No solution in sight

However, there is no solution to Donbas’s economic malaise which precludes the resolution of the conflict. As long as lives and vital infrastructure are haunted by the spectre of war, the conditions for sustained and broad-based economic growth cannot be met. Although the most recent ceasefire agreement of July 2020 has seen a marked decrease in violence – 2020 saw 138 civilians killed or wounded, compared to 167 in 2019 and 604 in 2017, according to the United Nations Office for the Coordination of Humanitarian Affairs (OCHA) – the ‘frozen’ conflict only further mires the region in stagnation. 

And even with a swift resolution to the conflict, there is still a long, long way to go before Donbas can properly recover. A report by the Vienna Institute for International Economic Studies estimates the minimum cost of reconstruction at 21.7 billion US dollars. Ukraine cannot afford this.
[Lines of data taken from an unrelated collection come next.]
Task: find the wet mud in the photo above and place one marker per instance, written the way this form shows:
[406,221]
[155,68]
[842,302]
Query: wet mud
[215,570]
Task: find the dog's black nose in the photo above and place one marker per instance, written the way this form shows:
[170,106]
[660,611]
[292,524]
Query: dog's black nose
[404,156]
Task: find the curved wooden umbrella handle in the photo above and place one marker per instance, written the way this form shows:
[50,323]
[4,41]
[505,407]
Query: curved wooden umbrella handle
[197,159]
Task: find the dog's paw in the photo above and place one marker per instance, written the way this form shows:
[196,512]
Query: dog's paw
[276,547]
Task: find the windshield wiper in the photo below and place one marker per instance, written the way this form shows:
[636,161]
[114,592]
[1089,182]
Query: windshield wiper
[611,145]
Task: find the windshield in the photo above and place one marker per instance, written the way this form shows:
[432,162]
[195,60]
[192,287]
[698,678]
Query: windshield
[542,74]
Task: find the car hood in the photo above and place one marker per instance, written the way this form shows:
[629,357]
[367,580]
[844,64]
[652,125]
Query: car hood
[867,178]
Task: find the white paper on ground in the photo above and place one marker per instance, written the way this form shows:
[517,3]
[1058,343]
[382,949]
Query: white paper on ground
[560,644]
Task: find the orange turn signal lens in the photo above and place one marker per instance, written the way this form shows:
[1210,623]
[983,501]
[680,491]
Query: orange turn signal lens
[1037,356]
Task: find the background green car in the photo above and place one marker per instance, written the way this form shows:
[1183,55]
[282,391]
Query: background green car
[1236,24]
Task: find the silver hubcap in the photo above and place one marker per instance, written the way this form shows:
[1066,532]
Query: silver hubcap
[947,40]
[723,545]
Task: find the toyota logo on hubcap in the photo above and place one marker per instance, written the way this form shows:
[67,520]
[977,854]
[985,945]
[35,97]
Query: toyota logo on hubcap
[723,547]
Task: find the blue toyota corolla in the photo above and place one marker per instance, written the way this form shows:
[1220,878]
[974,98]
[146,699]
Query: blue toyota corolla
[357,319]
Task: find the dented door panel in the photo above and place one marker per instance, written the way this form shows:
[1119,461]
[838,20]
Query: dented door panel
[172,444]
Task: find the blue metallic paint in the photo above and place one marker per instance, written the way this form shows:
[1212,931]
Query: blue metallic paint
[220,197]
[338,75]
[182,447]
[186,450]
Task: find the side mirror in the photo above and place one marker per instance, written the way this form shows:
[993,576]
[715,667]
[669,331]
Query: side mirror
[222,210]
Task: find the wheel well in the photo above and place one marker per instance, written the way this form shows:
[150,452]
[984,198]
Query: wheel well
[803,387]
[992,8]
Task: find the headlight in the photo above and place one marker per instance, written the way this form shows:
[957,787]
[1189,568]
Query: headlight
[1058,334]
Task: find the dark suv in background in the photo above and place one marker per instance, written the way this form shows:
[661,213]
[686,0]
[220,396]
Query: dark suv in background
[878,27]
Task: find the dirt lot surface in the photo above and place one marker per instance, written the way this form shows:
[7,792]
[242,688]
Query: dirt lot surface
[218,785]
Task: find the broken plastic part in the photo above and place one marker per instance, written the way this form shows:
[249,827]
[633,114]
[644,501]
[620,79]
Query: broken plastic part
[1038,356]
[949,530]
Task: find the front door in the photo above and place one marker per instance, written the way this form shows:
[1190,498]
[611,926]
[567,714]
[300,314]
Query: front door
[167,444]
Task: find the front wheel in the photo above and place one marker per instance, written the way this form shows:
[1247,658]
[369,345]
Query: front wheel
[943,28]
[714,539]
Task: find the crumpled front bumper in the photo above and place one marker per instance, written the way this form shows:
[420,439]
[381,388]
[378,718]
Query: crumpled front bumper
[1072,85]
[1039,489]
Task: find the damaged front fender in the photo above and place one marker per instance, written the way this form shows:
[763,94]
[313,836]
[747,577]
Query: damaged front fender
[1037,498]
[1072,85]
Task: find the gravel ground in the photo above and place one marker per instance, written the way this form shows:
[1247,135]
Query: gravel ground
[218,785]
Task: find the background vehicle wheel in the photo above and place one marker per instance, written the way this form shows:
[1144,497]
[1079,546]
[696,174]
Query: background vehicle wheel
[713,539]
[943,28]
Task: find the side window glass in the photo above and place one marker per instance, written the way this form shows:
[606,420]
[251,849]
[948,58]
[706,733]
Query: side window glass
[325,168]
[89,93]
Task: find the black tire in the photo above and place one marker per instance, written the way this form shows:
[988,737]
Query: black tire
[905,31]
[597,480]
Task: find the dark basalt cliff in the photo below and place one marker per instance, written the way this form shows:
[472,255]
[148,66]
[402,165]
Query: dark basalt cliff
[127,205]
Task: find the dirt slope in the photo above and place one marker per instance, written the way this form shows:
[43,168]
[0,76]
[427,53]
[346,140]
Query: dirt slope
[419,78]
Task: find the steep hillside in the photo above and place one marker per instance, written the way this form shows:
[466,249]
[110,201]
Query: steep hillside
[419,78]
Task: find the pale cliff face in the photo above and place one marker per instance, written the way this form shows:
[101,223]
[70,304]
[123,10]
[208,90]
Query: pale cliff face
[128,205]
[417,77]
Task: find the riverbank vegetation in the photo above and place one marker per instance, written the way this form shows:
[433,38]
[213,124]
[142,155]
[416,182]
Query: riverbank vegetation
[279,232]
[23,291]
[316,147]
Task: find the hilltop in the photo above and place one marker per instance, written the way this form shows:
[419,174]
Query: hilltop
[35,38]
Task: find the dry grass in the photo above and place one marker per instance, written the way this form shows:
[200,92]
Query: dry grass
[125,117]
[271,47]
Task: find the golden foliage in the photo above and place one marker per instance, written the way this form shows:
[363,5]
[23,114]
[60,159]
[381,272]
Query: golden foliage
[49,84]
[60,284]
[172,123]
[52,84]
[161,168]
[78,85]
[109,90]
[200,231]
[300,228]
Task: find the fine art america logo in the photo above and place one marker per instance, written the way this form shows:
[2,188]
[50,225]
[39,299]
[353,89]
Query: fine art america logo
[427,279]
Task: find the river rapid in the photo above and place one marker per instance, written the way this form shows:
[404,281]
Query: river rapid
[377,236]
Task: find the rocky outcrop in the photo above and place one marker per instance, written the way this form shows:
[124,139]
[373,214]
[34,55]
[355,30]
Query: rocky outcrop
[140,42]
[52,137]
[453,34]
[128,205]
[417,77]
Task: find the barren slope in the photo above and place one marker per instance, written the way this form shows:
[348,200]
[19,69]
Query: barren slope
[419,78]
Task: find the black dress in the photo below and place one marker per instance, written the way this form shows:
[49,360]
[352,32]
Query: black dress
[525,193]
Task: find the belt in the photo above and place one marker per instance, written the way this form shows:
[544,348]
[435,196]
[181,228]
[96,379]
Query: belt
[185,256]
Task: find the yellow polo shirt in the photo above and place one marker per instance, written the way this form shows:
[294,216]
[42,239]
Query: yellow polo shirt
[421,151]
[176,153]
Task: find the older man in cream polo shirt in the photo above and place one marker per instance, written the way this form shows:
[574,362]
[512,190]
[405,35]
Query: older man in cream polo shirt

A military solution is out of the question. The separatists and their backers have no interest in letting the status quo change. The Ukrainian military simply does not have the capacity to retake the lost territories. Besides, this would cause an even greater degree of death and suffering. 

Reconciliation has been hampered by political considerations. Many in Ukraine believe all the ‘decent people’ have left the separatist-controlled territories. This widespread belief implies that all who are left are traitors or people lacking transferable skills. The Ukrainian government is in no particular hurry to reintegrate such demographics. 

What little progress may have been made has certainly been set back by the Covid-19 pandemic. Now, Donbas remains more vulnerable than any other part of Ukraine. Economic stagnation and population decline is forecast to continue at faster rates than the rest of the country. A peaceful resolution to the conflict which would allow Ukraine to again exercise its sovereignty over its whole territory looks no closer than it was five years ago. It may yet be a very long time before Donbas can recover its economic might.